Béatrice de Pastre : C’est ma seconde participation au Panorama, après avoir assisté aux activités du panorama en 2015, mais j’ai l’habitude de visiter l’Egypte tous les deux ans, puisque j’enseigne à l’Université Senghor à Alexandrie, dans un programme de masters.
— Comment est née l’idée de l’hommage rendu cette année aux frères Lumière et à Jean Rouch ?
— Il y a une exposition qui a été organisée en France sur les frères Lumière pour fêter les 120 ans du cinéma. Ainsi, on a pensé revenir un tout petit peu sur les films des frères Lumière, tournés en Egypte, dont les deux oeuvres sélectionnées et projetées durant cette édition du Panorama : L’Egypte en 1896 et La Palestine en 1896.
Quant à l’hommage rendu à Jean Rouch, on vient de fêter, le 31 mai dernier, le centenaire de sa naissance, donc notre idée était de montrer les images qu’il a tournées en Egypte. Ce ne sont pas des films complets montés en fait, mais des rushes de ses tournages, puisqu’il y a encore beaucoup de films de Jean Rouch en état de rushes. Le CNC a sauvegardé et restauré la plupart des quelque 180 films du cinéaste, dont la moitié était des films inachevés. On a rassemblé l’ensemble du matériel filmique au Centre national du cinéma, et depuis une dizaine d’années, on a commencé à collecter les documents et les scènes tournées par Rouch, qui étaient éparpillés ici et là, ou dans les laboratoires, ce qui nous a permis d’avoir une vision presque exhaustive de ses oeuvres.
Il avait toujours une pulsion et cette passion de filmer et de tourner. Il avait toujours une caméra avec lui, et dès qu’il rencontrait quelqu’un qui l’intéressait, il pouvait tourner une ou deux bobines, de quoi on a en fait des tas de documents et de matière tournée qui montrent son grand intérêt pour les gens et le tournage. Là donc, l’idée était de montrer ce qu’il a tourné sur des personnes vraiment intéressantes, dont l’architecte égyptien Hassan Fathi. Dans ce dernier document tout à fait étonnant, on sent l’intérêt de Rouch pour l’architecture, clair dans beaucoup de ses oeuvres. Un intérêt qui a été couronné par son film de montage nommé Urbanisme Africain, qui rassemble des fragments de ses différentes roches, car c’était l’une des caractéristiques en fait de Rouch, de réemployer ses propres oeuvres dans de nouveaux films. Voilà l’histoire des deux oeuvres projetées au Panorama : Hassan Fathi et architectes Ayorou.

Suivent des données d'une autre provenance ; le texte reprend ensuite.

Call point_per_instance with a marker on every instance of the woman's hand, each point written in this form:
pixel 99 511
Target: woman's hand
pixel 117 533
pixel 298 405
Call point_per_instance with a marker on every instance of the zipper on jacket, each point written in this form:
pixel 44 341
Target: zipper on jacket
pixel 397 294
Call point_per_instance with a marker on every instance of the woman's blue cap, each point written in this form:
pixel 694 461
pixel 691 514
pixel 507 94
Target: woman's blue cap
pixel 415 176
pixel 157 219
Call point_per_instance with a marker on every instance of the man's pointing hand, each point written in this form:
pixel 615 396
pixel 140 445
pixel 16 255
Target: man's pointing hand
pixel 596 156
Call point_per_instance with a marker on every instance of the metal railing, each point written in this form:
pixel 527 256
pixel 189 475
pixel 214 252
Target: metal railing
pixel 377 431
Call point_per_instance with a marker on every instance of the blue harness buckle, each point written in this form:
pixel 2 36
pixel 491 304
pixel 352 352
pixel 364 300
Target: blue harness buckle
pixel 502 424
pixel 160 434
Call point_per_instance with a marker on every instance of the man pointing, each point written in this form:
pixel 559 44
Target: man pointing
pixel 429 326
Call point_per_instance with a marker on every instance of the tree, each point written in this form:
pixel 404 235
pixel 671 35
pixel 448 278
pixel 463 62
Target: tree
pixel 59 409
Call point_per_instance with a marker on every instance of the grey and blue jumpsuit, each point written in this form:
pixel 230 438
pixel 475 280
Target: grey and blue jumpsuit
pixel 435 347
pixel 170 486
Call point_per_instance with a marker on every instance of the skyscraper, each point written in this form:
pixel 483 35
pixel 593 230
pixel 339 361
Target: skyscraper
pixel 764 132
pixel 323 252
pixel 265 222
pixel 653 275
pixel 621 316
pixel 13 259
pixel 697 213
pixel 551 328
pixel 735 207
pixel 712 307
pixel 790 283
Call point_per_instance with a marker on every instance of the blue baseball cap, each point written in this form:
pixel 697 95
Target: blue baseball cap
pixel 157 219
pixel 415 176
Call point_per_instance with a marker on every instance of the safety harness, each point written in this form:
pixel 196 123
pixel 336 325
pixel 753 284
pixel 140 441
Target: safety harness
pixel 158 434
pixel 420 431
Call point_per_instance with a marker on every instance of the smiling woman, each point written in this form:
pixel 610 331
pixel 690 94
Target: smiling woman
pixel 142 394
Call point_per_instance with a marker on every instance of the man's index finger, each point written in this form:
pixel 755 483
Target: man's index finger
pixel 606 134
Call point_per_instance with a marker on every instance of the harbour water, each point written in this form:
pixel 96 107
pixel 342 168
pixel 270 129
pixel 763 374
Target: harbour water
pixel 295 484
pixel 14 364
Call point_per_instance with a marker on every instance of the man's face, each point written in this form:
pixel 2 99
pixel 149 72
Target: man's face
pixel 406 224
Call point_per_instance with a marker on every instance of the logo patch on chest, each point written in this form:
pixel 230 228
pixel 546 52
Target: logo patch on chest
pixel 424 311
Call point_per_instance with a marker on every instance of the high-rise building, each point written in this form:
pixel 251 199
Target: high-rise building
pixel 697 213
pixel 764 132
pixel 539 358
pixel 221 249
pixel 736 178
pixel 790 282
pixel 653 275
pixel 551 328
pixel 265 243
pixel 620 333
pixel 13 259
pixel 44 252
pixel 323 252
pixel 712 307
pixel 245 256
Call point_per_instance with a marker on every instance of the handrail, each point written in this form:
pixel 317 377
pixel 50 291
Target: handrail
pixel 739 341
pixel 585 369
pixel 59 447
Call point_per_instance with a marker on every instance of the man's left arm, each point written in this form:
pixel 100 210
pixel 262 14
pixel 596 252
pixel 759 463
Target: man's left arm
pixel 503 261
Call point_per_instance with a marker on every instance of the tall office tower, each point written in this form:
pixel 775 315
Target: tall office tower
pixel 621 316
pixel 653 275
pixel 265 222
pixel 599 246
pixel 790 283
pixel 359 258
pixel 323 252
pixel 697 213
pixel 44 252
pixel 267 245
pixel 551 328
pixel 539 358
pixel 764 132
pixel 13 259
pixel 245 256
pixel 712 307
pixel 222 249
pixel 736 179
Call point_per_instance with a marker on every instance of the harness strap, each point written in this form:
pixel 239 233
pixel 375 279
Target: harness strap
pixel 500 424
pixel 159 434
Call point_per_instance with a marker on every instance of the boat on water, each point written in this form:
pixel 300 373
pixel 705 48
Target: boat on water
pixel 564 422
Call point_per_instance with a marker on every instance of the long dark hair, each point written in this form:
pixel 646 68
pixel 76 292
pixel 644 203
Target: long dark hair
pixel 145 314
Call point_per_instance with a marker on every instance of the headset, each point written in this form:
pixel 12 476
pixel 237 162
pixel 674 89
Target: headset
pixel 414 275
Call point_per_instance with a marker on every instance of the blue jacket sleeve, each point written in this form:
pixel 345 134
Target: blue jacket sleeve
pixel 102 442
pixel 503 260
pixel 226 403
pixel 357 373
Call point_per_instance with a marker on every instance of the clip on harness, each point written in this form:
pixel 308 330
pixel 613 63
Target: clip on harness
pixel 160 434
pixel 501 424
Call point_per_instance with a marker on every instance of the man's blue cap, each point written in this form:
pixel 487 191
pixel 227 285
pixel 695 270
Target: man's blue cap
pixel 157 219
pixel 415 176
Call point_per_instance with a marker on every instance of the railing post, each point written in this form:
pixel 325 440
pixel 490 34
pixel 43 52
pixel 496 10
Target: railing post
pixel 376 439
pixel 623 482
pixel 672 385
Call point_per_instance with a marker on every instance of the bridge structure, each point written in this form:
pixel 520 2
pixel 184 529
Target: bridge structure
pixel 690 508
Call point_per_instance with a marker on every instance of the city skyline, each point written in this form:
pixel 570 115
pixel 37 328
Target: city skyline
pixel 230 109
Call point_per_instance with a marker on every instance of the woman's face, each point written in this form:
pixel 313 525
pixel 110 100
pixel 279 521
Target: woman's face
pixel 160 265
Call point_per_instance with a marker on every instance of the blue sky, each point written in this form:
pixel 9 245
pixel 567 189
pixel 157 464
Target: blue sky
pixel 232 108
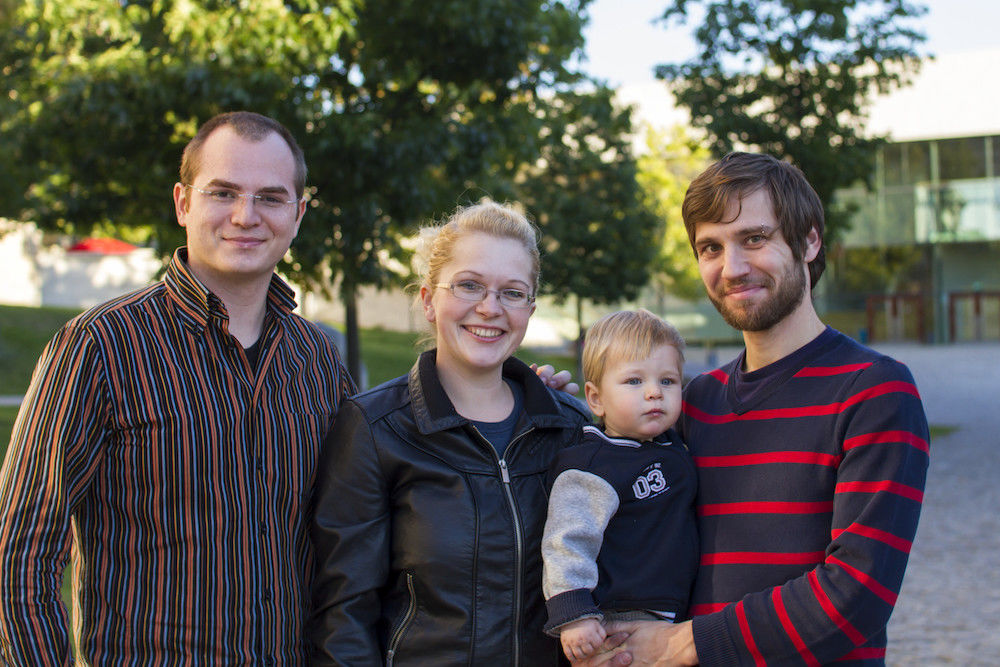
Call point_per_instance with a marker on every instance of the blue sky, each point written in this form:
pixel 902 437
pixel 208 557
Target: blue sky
pixel 623 46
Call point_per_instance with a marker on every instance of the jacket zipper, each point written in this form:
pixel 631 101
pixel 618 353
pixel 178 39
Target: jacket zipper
pixel 519 543
pixel 518 537
pixel 411 610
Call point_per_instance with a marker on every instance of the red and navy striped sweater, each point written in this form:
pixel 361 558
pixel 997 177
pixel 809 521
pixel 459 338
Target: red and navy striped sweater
pixel 811 476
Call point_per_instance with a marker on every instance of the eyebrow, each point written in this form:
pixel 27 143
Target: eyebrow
pixel 221 183
pixel 469 274
pixel 743 230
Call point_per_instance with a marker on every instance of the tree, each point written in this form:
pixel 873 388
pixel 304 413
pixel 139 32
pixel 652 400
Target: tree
pixel 673 158
pixel 428 101
pixel 404 103
pixel 794 79
pixel 598 238
pixel 109 92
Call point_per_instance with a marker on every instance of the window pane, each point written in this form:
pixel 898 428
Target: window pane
pixel 962 158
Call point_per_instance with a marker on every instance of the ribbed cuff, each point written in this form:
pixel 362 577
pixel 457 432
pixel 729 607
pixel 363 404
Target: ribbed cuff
pixel 712 641
pixel 568 607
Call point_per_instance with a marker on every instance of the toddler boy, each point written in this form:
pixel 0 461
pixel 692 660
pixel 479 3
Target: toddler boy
pixel 620 540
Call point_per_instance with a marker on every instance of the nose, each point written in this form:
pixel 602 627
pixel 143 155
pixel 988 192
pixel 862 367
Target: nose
pixel 489 304
pixel 244 212
pixel 734 263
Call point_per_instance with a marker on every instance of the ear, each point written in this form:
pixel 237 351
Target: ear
pixel 181 203
pixel 593 395
pixel 426 294
pixel 813 243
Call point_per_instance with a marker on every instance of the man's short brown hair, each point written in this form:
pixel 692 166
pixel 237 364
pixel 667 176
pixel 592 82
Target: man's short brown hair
pixel 248 125
pixel 796 205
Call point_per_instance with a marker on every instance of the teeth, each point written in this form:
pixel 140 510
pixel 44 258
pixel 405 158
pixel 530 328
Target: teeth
pixel 484 333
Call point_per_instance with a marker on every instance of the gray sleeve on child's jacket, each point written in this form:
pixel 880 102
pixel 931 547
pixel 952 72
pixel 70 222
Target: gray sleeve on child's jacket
pixel 580 506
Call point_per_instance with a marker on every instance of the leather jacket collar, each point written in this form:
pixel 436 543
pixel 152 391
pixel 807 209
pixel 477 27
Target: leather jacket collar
pixel 434 411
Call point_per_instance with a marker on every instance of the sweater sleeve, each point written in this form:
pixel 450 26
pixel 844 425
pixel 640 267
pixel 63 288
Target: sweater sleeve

— Quelle est, à votre avis, l’originalité de Jean Rouch ?
— Je pense d’abord que sa façon de filmer est tout à fait particulière ; on l’appelle le cinéma léger. C’est la légèreté du matériel qui le rendait proche de ce qu’il filmait en caméra 16 mm. Il était en effet impliqué dans tout ce qu’il filmait. C’est cette coprésence qui offre à son oeuvre cette grande empathie avec le monde qu’il tourne. Il ne pensait jamais à l’objectivité d’un réalisateur ; par contre, il croyait qu’on doit faire partie de toutes les perturbations du réel filmé.
— Vous venez de participer aux ateliers Dahchour, lancés par Marianne Khoury pour soutenir et développer les talents des jeunes artistes en Egypte. Qu’en est-il des ateliers que vous avez animés ?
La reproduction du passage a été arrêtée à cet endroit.